Over the last 150 years, the coastal redwood ecosystem has lost more than 97% of its original territory to clear-cutting and development.
What once spanned over 2 million acres has been reduced to less than 100,000 acres of scattered remnants today.
These majestic trees only grow in this tiny stretch of land between central California and southern Oregon — nowhere else on Earth.
The redwoods could be among our greatest allies in the fight against climate change. Research indicates that California's coastal redwood ecosystem stores more CO2 per acre than any other forest on Earth. But they need our help now to avoid total collapse.
Beginning with the Gold Rush in the mid-1800s, the vast majority of California's old-growth redwoods were summarily clear-cut for lumber and development.
Though the harvesting of redwood trees is now much more strictly regulated, urban and suburban development continues to encroach upon the redwood's remaining habitat. And the damage that was done in previous generations will take hundreds or thousands of years to heal.
Before the region was colonized by Europeans, indigenous inhabitants routinely engaged in controlled burns of the redwood understory, sometimes as often as every three to five years, mimicking natural wildfire patterns. Redwoods, along with many of the plant species they coexist with, are fire-adapted, meaning they are not only able to survive fire events, but they actually thrive in response. In fact, the seeds of some species native to this region can only germinate after a fire.
Tragically, California's government instituted strict fire suppression policies through the twentieth century. Though well intentioned, these policies have led to a perpetually unmananagble fuel load in the understory: dead debris and overgrown thickets near the forest floor that are especially susceptible to wildfires.
A handful of introduced species to the California coast threaten to severely reduce the overall biodiversity of the region, which could have myriad untold impacts on the redwoods themselves.

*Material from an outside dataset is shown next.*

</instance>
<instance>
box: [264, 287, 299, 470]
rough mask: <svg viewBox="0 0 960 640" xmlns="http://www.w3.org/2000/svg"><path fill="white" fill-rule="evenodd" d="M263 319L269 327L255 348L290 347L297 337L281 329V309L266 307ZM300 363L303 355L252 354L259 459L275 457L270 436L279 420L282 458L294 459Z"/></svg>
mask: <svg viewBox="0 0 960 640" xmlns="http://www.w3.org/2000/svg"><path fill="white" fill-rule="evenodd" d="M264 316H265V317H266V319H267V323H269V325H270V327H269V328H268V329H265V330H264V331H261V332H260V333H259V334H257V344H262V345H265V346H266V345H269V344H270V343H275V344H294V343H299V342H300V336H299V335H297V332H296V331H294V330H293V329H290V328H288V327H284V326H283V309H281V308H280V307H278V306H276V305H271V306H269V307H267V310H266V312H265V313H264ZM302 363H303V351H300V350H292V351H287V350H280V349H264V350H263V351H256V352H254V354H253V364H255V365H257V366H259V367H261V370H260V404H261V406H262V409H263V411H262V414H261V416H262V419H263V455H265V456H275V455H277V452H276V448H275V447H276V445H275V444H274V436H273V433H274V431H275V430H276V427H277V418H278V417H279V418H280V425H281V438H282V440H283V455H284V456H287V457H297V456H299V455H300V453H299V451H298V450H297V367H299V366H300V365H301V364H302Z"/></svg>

Species such as English ivy, French broom, Himalayan blackberry and Canadian thistle are displacing native counterparts like the Ceanothus, Madrone, Western black raspberry, evergreen huckleberry, redwood sorrel, Pacific strawberry, trillium, and more.
And the Sudden Oak Death fungus is ravaging all of the oak species that thrive in the Redwood understory, particularly the tanoak. They are disappearing right before our eyes.
It's not just the redwoods at stake -- it's every organism that makes up this unique and diverse ecosystem.
All of the above is exacerbated and accerated by the grim reality of global climate disruption. The coastal redwood ecosystem is uniquely fragile in its need for a careful balance of precipitation: roughly six months of wet, and six months of dry. But "wet" and "dry" come in all shapes and sizes, and climate change is making our wet seasons wetter and our dry seasons drier.
The redwoods absorb nearly half of their total annual water intake from the coastal fogs that move through the region, especially in the summertime when no other precipitation is available.
When -- not if -- these patterns change more dramatically, there's no telling what will happen to the redwoods or their ecosystem. But the potential outcomes look pretty grim.